The stasis in manufactured stone tools within each Homo species can only be explained by the limitations of their brain structure. It appears that each hominid species started at a higher level of cortical development than the previous one, but once that phase had started, further brain development was slow. Evolution developed in steps that significantly improved all cortical organization (in particular, the visual system) and resulted in manufacturing of finer stone tools.

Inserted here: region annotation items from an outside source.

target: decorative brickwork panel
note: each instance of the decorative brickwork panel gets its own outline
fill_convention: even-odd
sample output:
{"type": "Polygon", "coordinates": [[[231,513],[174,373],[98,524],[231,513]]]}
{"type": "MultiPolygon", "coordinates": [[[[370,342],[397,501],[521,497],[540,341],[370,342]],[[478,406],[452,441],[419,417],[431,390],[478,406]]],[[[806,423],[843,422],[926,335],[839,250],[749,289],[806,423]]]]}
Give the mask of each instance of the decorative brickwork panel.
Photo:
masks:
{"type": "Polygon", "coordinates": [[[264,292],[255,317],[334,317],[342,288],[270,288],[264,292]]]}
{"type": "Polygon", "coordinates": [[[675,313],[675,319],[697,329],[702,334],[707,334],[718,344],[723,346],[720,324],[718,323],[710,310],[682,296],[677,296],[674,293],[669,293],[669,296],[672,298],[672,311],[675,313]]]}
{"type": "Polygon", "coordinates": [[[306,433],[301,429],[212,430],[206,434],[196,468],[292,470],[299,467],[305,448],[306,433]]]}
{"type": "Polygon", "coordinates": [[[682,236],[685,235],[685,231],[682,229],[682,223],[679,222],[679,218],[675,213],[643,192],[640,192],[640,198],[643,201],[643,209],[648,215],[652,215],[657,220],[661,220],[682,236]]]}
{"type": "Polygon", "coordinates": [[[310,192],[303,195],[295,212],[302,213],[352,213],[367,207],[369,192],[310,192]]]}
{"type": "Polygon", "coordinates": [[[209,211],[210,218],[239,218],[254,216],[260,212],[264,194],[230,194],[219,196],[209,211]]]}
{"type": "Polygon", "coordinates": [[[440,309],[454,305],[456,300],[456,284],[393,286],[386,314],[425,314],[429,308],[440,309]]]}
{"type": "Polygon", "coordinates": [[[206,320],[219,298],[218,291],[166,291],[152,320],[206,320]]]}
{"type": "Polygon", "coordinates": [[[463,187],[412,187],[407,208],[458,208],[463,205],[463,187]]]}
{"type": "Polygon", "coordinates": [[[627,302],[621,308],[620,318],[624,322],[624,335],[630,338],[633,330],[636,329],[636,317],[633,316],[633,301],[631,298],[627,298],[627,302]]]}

According to this theory, it is not the tools, but the refinement of the visual system, specifically visual analysis, which drove the evolution of hominids. As the visual system improved at performing visual analysis (dissection of visual percept into details) and identification of predators on the basis of these visual details (an eye, an ear, a tail), it was capable of forming a finer mental template. This, in turn, resulted in the hominids’ ability to separate a smaller flake from a flint and, consequently, hominids became capable of manufacturing better stone tools. Homo habilis was only able to break out large flakes from a cobble. Homo ergaster and Homo erectus were able to break smaller flakes. Neanderthals were most likely as good at visual analysis as modern humans. It is the refinement of the visual system that enabled the manufacturing of progressively better tools. In other words, the stone tool record is an indicator of the level of development of the hominids’ visual system.

The first byproduct of visual analysis was the manufacturing of stone tools. The second byproduct was the development of the speech apparatus. The brain, which automatically identified many visual details, needed to be able to generate more words to describe these details.